Another unusual thing


Another unusual thing happened to me today, although I won’t invest it with any meaning. I on my way to a grocery store and a woman standing in front of a shuttered storefront said:

"Hello. A sunny day, isn't it?”

“Yeah, it is.”

“What are you up to?”

“Nothing. Just walking. And you?”

She replied, “I dunno. Things are kind of bad right now, but I'm surviving. How about you?”

“Kind of bad right now too, but also surviving.” I was not being sarcastic.

She laughed and after a pause asked, “Oh, do you need a girl?”

I laughed. “No. No, I don’t need that.”

After a few "well, take cares,” I headed off for the store again.

On my way back, she was still there. She said, "Hello, again." I said the same, and before I could say "well, take care of yourself" or something to extricate myself from the situation, she went on: "I'm in a really bad spot right now and really needed help." She asked whether I was sure I didn’t a girl, didn’t need a date

I grinned and said: “Nah, but I can give you something anyway.”
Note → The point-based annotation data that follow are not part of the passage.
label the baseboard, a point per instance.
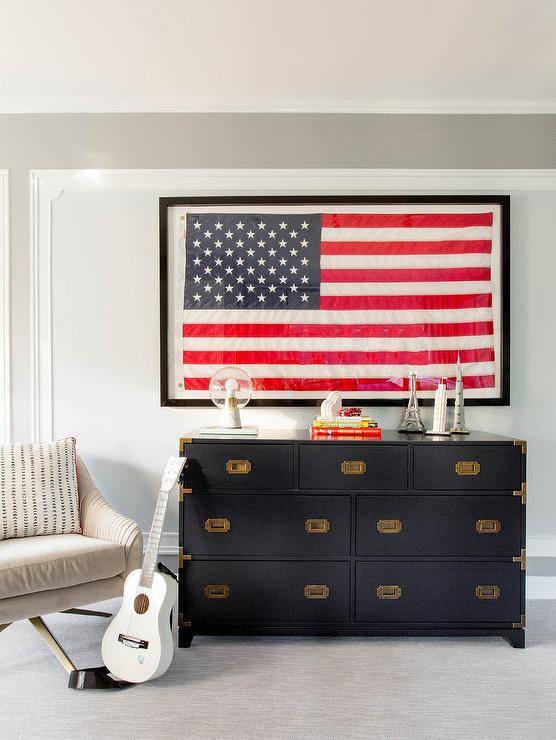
(538, 587)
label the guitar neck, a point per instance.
(151, 555)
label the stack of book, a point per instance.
(346, 426)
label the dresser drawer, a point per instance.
(438, 526)
(265, 591)
(359, 467)
(239, 466)
(438, 592)
(267, 526)
(467, 467)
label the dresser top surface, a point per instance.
(388, 437)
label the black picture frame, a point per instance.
(165, 203)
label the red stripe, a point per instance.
(346, 384)
(403, 302)
(447, 247)
(293, 357)
(461, 329)
(405, 220)
(406, 275)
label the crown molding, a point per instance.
(5, 312)
(278, 105)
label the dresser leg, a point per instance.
(185, 637)
(517, 638)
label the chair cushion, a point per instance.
(55, 561)
(38, 489)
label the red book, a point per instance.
(374, 432)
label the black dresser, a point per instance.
(407, 535)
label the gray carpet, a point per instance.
(290, 688)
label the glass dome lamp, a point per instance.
(230, 390)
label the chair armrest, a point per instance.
(99, 520)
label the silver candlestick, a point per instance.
(412, 423)
(459, 410)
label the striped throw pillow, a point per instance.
(38, 489)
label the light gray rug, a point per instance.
(282, 689)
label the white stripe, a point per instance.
(470, 287)
(405, 235)
(342, 371)
(331, 344)
(254, 316)
(377, 261)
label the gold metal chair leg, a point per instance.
(52, 643)
(87, 612)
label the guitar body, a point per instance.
(138, 643)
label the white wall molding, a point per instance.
(48, 185)
(5, 312)
(279, 105)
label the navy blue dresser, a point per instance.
(407, 535)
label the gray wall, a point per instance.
(242, 140)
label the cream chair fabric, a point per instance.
(41, 575)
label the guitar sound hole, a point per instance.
(141, 603)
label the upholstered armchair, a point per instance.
(62, 572)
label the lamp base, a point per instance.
(239, 432)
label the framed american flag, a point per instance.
(348, 293)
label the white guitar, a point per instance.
(138, 644)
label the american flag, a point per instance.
(350, 301)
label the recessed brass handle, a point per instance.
(389, 592)
(487, 593)
(216, 591)
(488, 526)
(354, 467)
(317, 526)
(217, 525)
(238, 467)
(319, 591)
(468, 467)
(389, 526)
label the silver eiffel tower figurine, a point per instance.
(459, 410)
(412, 423)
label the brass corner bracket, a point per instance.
(182, 557)
(521, 558)
(184, 441)
(520, 624)
(523, 493)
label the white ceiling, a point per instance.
(338, 55)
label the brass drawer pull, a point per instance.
(487, 592)
(488, 526)
(389, 526)
(353, 467)
(316, 592)
(217, 525)
(317, 526)
(236, 467)
(468, 467)
(216, 591)
(389, 592)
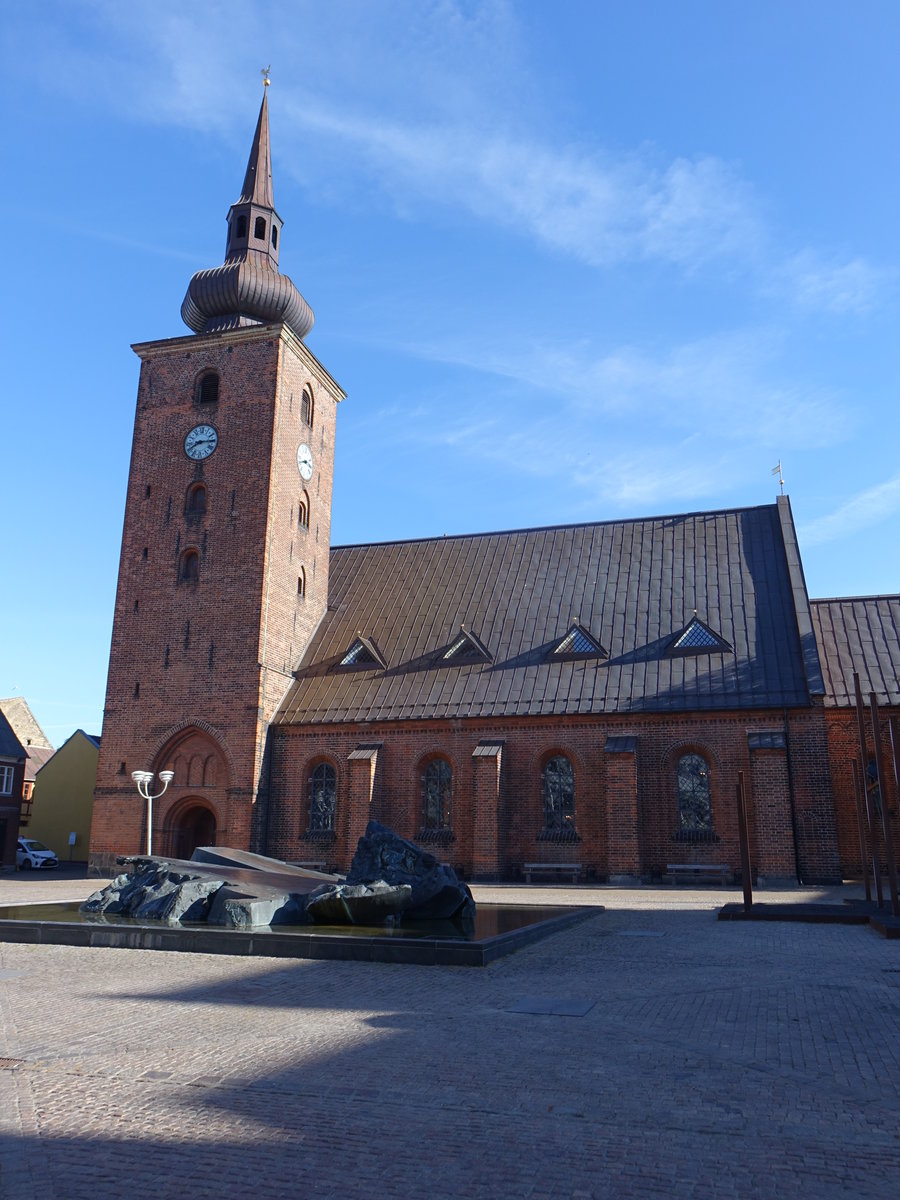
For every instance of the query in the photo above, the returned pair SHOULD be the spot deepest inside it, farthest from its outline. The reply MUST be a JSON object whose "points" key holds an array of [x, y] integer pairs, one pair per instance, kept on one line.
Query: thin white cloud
{"points": [[869, 508], [840, 287], [480, 144], [731, 389]]}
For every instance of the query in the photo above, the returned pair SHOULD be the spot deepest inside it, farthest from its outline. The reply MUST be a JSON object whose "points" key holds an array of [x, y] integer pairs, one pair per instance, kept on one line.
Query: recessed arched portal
{"points": [[192, 825]]}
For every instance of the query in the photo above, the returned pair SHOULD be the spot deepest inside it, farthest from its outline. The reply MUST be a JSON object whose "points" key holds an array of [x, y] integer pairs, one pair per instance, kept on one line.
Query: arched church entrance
{"points": [[191, 826]]}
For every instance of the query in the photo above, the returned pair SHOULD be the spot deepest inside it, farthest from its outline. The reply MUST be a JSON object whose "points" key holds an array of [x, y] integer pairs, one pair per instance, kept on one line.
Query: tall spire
{"points": [[258, 180], [247, 289]]}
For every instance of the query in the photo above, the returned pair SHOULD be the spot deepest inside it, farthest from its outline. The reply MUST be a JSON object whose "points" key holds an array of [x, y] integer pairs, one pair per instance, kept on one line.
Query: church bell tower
{"points": [[223, 570]]}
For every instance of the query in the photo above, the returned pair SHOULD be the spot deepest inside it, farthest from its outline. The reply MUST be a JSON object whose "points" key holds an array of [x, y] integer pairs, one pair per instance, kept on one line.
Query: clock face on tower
{"points": [[304, 461], [201, 442]]}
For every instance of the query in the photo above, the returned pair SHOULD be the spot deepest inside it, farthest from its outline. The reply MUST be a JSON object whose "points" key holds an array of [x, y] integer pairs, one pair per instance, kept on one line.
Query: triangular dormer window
{"points": [[465, 649], [577, 643], [363, 653], [697, 637]]}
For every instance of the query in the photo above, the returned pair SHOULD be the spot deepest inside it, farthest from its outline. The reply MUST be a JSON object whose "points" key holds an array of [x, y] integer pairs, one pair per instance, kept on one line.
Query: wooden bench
{"points": [[699, 873], [541, 869]]}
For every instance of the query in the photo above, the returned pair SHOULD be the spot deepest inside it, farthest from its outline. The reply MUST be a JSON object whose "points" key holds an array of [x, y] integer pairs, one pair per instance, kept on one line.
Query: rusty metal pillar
{"points": [[861, 827], [870, 823], [885, 810], [743, 834]]}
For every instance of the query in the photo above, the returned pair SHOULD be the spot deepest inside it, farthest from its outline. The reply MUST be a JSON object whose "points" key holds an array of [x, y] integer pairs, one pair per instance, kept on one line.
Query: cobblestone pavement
{"points": [[711, 1060]]}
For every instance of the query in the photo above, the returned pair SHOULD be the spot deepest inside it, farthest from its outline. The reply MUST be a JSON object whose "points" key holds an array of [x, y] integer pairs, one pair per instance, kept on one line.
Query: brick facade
{"points": [[213, 657], [843, 749], [625, 802]]}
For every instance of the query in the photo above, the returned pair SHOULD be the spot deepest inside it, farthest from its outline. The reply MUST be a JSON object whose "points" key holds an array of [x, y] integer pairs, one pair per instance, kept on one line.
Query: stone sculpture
{"points": [[390, 880]]}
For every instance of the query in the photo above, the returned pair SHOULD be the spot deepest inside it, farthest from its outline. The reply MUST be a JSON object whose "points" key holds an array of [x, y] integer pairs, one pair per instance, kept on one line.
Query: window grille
{"points": [[208, 389], [695, 813], [323, 798], [437, 796], [559, 798]]}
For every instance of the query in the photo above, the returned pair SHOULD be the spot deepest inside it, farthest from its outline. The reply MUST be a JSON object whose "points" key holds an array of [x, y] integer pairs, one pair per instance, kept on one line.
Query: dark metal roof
{"points": [[633, 585], [859, 634], [36, 759], [10, 745]]}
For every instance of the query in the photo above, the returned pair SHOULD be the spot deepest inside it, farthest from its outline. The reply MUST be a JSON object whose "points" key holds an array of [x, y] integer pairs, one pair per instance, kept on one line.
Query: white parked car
{"points": [[30, 853]]}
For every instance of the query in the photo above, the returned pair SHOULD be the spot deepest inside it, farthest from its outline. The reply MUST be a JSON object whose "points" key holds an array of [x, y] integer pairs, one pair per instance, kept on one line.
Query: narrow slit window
{"points": [[196, 499], [307, 407], [190, 569], [208, 389]]}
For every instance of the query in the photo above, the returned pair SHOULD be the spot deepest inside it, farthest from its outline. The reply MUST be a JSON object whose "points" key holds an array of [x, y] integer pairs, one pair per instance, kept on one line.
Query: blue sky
{"points": [[571, 262]]}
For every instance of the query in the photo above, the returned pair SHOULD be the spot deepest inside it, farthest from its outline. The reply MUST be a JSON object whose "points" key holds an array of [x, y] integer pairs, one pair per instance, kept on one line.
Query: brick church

I pulled some money out of my pocket and gave it to her. (I knew what she would probably use it for, but maybe it would let her get what she was going to get by a bit more safely today.) She expressed thanks (not everyone does, I have found, when I feel like giving). She asked me my name (again, the archangel thing after I responded), what I did, how old I was. I told her. She told me her name, her age (57, but she looked ten years younger), and how her addiction to heroin is why she was there and how she couldn't go a day without a fix. She looked more like a hippie than an addict, except for some tattoos on her arm, although that really don’t mean too much these days.

We talked some more, and she acted familiarly, touching my shoulder a few times in a friendly way - how people sometimes do when, I guess, they need some (non-sexual) physical connection.

So then, after a bit more conversation, I asked: "Why don’t you register at the free methadone/suboxone clinic? If you've got heroin still in your system and test positive for it, they’ll give it to you.”

She answered, “No, I am going to go to a detox. I really gotta go to detox, but not today.”

The conversation wound down. She extended her hand, I shook it, and, with "good byes" and "God bless you," I went on my way.

I have to admit, though, that after getting back, I somewhat irrationally took a shower and changed my clothes. Maybe I am a bit haphephobic (just found that term searching on "fear human touch disorder"), but maybe it was just a normal dose of germaphobic.